Concrete chips and lead splatter stung my face and hands as I leaped back behind my own bike. The shots had come from an upstairs window in the building across the way, and looking up, I caught a glimpse of a leather-faced grunge ducking back from the window. 'Sting, up there! Ork sniper.'
She gave me a wild smile.
'Waiting for a hunting license? Go get him.'
I kicked Pearl. 'Come with me.'
'Me?' Pearl snorted. 'In your dreams, Greenie.'
Sting turned on him. 'Go with him, Pearl. We'll cover you.'
I snagged my pack from my bike and looped one strap over my left shoulder. 'On three?'
Sting nodded. 'One, two, three, go!'
I sprinted forward, then cut left as the sniper reappeared in the window. A fusillade chewed up the window casing and the bricks around it, forcing him back quickly. Though the sniper could not have gotten more than a brief look at the scene below, I had no doubt he knew we were coming after him. Pearl matched my speed as we hit the sidewalk, but I stopped and let him vault up the brownstone's stairs all by his lonesome. When no gunfire materialized to cut him down, I ran up and entered the foyer two steps behind him.

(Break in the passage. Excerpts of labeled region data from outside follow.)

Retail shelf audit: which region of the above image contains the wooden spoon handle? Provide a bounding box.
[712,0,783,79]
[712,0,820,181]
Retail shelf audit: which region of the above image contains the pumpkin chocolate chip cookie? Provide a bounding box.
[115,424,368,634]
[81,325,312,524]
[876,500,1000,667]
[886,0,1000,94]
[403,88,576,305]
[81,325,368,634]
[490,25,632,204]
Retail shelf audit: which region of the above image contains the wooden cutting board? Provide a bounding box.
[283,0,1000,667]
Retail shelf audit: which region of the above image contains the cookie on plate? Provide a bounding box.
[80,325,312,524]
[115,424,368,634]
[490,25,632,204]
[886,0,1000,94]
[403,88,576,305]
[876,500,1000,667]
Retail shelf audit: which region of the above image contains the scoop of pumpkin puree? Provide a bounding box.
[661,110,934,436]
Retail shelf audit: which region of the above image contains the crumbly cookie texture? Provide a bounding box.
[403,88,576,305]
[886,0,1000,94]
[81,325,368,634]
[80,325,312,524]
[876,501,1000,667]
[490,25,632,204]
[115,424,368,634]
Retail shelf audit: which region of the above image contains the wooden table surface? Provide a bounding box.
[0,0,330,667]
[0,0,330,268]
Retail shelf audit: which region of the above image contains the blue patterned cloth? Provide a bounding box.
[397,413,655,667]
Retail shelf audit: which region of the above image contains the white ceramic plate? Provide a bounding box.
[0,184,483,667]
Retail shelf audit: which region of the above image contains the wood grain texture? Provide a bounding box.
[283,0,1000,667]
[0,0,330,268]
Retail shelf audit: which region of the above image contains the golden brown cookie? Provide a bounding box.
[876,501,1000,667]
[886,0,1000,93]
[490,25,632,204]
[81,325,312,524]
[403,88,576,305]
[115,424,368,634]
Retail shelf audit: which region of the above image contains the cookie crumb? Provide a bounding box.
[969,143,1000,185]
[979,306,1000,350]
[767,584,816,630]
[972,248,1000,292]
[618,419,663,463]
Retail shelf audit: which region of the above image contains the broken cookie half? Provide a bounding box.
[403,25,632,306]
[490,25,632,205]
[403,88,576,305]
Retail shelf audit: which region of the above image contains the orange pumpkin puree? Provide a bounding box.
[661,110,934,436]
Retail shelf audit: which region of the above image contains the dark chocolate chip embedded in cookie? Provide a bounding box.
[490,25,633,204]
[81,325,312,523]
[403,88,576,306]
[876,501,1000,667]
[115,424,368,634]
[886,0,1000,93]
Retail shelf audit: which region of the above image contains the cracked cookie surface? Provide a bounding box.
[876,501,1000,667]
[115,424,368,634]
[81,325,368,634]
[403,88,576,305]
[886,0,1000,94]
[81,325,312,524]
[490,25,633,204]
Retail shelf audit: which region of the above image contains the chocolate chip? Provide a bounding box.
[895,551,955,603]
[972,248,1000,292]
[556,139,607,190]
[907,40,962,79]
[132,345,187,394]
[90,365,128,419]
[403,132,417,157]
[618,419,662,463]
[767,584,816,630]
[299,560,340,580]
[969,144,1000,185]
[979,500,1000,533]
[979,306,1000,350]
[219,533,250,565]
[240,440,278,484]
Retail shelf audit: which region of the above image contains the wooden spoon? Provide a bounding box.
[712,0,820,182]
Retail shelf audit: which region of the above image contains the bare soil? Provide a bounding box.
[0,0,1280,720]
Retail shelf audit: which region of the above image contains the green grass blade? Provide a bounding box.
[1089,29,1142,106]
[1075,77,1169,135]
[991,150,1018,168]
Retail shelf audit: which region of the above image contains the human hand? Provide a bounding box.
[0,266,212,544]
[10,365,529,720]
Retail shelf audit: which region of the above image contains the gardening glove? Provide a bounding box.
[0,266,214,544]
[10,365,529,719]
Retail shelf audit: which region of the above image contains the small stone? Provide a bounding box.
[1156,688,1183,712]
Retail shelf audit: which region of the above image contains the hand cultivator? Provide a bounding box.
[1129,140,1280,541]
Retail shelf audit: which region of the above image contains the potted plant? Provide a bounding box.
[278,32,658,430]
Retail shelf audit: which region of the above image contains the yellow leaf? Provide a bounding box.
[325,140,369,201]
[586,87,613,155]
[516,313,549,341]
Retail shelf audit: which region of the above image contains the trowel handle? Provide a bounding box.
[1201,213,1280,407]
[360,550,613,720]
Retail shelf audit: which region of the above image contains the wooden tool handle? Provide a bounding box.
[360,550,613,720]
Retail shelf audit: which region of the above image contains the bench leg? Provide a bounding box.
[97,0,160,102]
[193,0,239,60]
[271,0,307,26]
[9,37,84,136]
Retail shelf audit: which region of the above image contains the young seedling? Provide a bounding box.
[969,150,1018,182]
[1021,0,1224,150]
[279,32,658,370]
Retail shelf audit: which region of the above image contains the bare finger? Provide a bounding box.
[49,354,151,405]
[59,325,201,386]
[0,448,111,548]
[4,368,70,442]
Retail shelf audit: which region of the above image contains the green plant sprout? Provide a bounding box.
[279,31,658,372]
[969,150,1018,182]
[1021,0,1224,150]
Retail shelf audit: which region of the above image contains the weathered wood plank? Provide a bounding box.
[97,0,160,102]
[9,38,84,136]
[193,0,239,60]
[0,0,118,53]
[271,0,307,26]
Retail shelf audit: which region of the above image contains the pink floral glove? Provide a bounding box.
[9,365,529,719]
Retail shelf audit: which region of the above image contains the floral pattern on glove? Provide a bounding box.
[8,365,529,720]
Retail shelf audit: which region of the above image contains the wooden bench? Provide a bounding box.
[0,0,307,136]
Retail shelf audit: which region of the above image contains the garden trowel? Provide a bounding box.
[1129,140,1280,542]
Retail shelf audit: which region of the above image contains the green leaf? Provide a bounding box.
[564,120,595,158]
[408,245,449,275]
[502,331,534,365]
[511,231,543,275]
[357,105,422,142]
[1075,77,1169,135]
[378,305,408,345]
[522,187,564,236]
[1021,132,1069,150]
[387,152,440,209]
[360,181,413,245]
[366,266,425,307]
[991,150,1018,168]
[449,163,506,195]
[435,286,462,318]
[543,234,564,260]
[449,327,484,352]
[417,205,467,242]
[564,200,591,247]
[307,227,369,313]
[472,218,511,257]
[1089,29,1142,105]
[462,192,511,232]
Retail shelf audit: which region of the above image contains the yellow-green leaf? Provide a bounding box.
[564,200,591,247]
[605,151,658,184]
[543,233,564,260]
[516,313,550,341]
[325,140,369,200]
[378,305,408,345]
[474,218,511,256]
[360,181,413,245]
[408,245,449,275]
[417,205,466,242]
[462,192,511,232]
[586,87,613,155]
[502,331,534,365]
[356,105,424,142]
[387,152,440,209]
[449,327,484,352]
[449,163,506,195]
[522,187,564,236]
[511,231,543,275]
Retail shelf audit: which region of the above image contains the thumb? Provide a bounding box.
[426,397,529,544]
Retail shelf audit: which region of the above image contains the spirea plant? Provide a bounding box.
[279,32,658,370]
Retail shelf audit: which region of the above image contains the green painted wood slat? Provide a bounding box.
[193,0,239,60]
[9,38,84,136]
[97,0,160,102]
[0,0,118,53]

What might once have been a fine, single-family dwelling was now divided and subdivided into so many living units that it was more like a kennel than an apartment house. It reeked of urine, gunpowder, and decay; faded paint flaked off the walls like dead flesh. A fresh stream of blood running from the doorway to a body at the base of the stairs pointed out the final resting place of one of the Meat Junkies in the truck.
I ran to crouch by his body, then scanned up the stairs to the first landing. I gave Pearl an 'all-clear' nod that sent him sprinting up to where the second flight began. He signaled me to come up, but I hesitated a second to be sure the grunge at my feet was truly dead. Pulling off his mask of rat-skin and chicken-flesh, I felt for a carotid pulse and found none.
Reaching Pearl's side, I motioned for him to head up to the next landing. He balked and insisted I go. I slipped my right arm through the pack's strap, firmly anchoring it to my back. Peering into the Ingram's open bolt, I saw bullets ready to be fired and cautiously mounted the stairs.
Sweat started at my temples and rolled relentlessly down my cheeks as, step by step, I headed up. Unlike the first flight, these stairs opened onto a corridor that led back the length of the building. Any of the ramshackle doors could pop open, disgorging a whole gang of Meat Junkies. Making it worse was the fact that I had to divide my concentration between what might lurk above and wondering whether Pearl was about to shoot me in the back. It did nothing to bolster my confidence.